Proje; Mersin, Karaman ve Konya sınırlarında dolaşan göçer durumdaki 150 çadırlık Sarıkeçili Yörüklerinden belirlenen 17 çadırlık örneklem grubu üzerinden yapıldı. Araştırma verileri, Sarıkeçili Yörükleri arasında 60 gün boyunca yürütülen saha çalışması ile sağlandı. 

KMÜ’lü Araştırmacılar Yörüklerle Beraber Yaşadı 

Projeyi hayata geçiren Yrd. Doç. Dr. İdris Nebi Uysal ve Araştırma Görevlisi Hüseyin Aksoy KMÜ Basın Yayın ve Halkla İlişkiler Birimine araştırmanın detayları hakkında ayrıntılı bilgiler verdi.
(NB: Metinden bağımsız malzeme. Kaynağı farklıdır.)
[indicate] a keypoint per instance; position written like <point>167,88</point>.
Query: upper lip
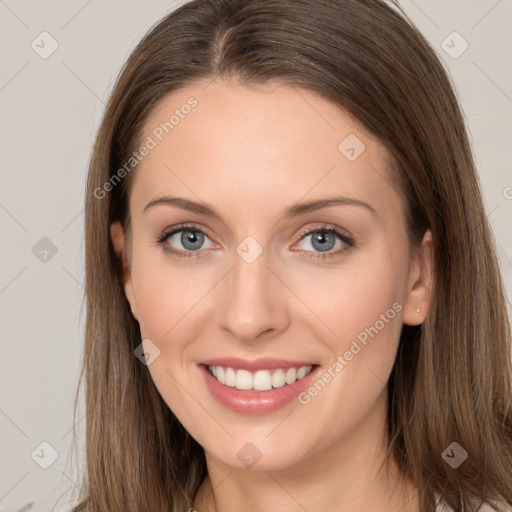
<point>264,363</point>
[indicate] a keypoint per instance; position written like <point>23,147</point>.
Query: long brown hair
<point>452,378</point>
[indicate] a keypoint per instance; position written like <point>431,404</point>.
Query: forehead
<point>258,144</point>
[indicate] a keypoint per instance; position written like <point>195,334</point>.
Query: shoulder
<point>503,507</point>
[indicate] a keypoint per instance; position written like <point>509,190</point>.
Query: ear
<point>119,241</point>
<point>420,283</point>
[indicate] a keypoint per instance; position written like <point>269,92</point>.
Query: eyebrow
<point>293,211</point>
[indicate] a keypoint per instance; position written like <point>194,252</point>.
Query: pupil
<point>322,238</point>
<point>192,238</point>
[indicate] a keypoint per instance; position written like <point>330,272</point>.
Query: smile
<point>261,380</point>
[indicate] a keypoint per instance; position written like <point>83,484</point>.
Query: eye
<point>184,241</point>
<point>323,239</point>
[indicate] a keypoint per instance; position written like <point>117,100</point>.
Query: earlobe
<point>420,283</point>
<point>119,242</point>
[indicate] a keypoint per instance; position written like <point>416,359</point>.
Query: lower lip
<point>255,402</point>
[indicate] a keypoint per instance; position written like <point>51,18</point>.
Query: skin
<point>250,153</point>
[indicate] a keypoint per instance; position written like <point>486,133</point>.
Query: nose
<point>253,303</point>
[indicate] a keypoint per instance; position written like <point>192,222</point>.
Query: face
<point>240,274</point>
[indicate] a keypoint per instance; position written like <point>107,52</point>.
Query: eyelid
<point>338,232</point>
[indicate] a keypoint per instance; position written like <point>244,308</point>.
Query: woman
<point>293,298</point>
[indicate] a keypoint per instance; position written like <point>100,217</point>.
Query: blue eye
<point>191,238</point>
<point>323,239</point>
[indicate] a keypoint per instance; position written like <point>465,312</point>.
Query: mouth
<point>260,387</point>
<point>260,380</point>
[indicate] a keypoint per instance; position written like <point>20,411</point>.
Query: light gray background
<point>50,110</point>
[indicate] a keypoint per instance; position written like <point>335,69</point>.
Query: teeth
<point>261,380</point>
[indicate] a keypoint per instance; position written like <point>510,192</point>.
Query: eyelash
<point>345,238</point>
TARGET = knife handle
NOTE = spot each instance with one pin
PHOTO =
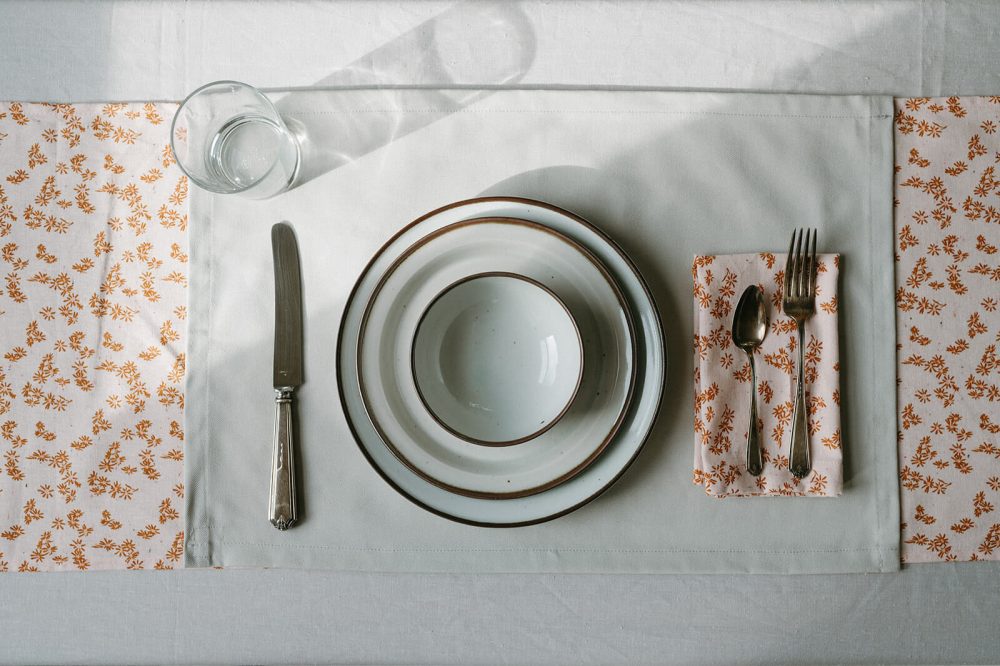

Yrd. Doç. Dr. İdris Nebi Uysal, Sarıkeçili Yörüklerinin Anadolu’da geleneksel göçer yaşamı devam ettiren son grup olduğunu belirterek, “Bu bakımdan sözü edilen topluluk hakkında yapılacak araştırmalar ayrı bir değere sahiptir.” şeklinde konuştu. Uysal, Sarıkeçililerin, günümüzde karşılaştıkları tüm zorluklara rağmen başka bir yaşam biçimine uyum sağlayacak bilgi, beceri ve ekonomiye sahip olmadığından bu geleneksel yaşamı sürdürmekte ısrarcı olduklarını sözlerine ekledi.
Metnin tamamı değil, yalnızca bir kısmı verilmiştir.